WASHINGTON – US President Donald Trump signed Friday morning a combined funding and budget bill that was passed by Congress hours earlier and will increase federal spending by hundreds of billions of dollars, bringing an end to the second government shutdown this year.
Friday’s shutdown lasted just a few hours, while an earlier partial government shutdown in January was resolved after a three-day standoff.
“Just signed Bill. Our Military will now be stronger than ever before. We love and need our Military and gave them everything – and more. First time this has happened in a long time. Also means JOBS, JOBS, JOBS!” Trump wrote Friday morning on Twitter.

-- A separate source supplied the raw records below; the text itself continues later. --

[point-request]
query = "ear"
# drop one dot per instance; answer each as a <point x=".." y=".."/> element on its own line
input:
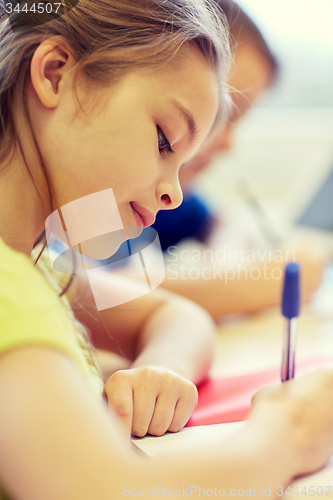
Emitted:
<point x="49" y="67"/>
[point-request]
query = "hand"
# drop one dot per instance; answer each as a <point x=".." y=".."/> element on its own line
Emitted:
<point x="299" y="415"/>
<point x="151" y="400"/>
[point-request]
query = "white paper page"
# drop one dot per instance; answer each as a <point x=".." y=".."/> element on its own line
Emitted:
<point x="190" y="438"/>
<point x="186" y="439"/>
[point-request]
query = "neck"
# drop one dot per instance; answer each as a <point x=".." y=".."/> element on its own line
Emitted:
<point x="22" y="212"/>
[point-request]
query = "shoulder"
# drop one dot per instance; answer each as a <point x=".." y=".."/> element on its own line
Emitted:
<point x="30" y="310"/>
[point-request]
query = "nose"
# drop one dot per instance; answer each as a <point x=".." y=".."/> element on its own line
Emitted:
<point x="224" y="140"/>
<point x="169" y="194"/>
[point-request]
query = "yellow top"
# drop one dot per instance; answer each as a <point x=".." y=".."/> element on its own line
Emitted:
<point x="31" y="312"/>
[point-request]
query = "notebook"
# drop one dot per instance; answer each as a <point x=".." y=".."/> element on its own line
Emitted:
<point x="319" y="484"/>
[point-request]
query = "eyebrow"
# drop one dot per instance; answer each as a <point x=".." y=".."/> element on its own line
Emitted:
<point x="187" y="115"/>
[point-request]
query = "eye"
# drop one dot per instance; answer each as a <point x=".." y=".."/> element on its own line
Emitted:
<point x="163" y="143"/>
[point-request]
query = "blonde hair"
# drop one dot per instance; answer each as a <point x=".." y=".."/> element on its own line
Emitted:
<point x="108" y="38"/>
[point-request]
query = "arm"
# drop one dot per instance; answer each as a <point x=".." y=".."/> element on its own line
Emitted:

The legislative package assigns budget figures for the next two fiscal years but only funds the government until March 23. Lawmakers still need to work out a bipartisan spending plan covering the remainder of the current fiscal year, which ends on Sept. 30.

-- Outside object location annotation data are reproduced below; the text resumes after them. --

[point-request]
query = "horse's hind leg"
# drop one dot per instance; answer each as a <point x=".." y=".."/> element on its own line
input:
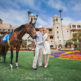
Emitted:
<point x="11" y="66"/>
<point x="17" y="51"/>
<point x="4" y="58"/>
<point x="5" y="52"/>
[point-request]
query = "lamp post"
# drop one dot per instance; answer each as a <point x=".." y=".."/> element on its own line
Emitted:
<point x="29" y="12"/>
<point x="60" y="11"/>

While praising the military spending, Trump lamented that Republicans were forced to compromise due to their slim majority in the Senate, where the GOP holds 51 seats and the Democrats 49.
Until Trump signed the bill, which the Senate passed with a vote of 71-28 and the House of Representatives approved by a count of 240-186, federal agencies were technically without funding.

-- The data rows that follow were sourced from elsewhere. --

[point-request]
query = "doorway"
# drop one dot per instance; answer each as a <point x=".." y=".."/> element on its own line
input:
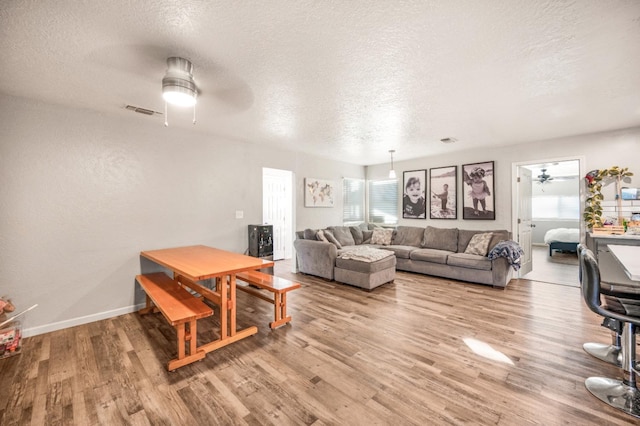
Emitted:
<point x="551" y="200"/>
<point x="277" y="209"/>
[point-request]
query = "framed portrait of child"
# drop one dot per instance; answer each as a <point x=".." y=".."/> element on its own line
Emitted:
<point x="443" y="199"/>
<point x="478" y="191"/>
<point x="414" y="203"/>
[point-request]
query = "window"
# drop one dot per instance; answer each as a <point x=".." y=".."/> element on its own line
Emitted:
<point x="352" y="201"/>
<point x="383" y="201"/>
<point x="555" y="207"/>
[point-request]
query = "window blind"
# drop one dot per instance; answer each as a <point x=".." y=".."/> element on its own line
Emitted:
<point x="383" y="201"/>
<point x="352" y="200"/>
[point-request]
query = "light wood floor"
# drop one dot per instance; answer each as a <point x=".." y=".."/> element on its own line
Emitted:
<point x="402" y="354"/>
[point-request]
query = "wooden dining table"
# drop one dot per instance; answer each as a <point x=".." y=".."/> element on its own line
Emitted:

The bill passed in the House thanks to the support of 73 Democrats and despite opposition from 67 Republican deficit-hawks.
The Senate and House eventually approved the package early Friday after Republican Sen. Rand Paul from Kentucky had filibustered the vote on Thursday.
The libertarian-leaning lawmaker said GOP lawmakers who had railed against deficit spending under former President Barack Obama, a Democrat, suddenly were willing to increase spending by hundreds of billions of dollars now that a Republican is office.
He said their actions amounted to rank hypocrisy.
The funding and budget bill includes around $300 billion in extra spending for both military programs and domestic non-military programs such as health, infrastructure and disaster relief.
It also suspends the federal debt ceiling through March 1, 2019.
But it does not include any solution for the so-called “Dreamers,” hundreds of thousands of undocumented migrants who were brought to the US as children.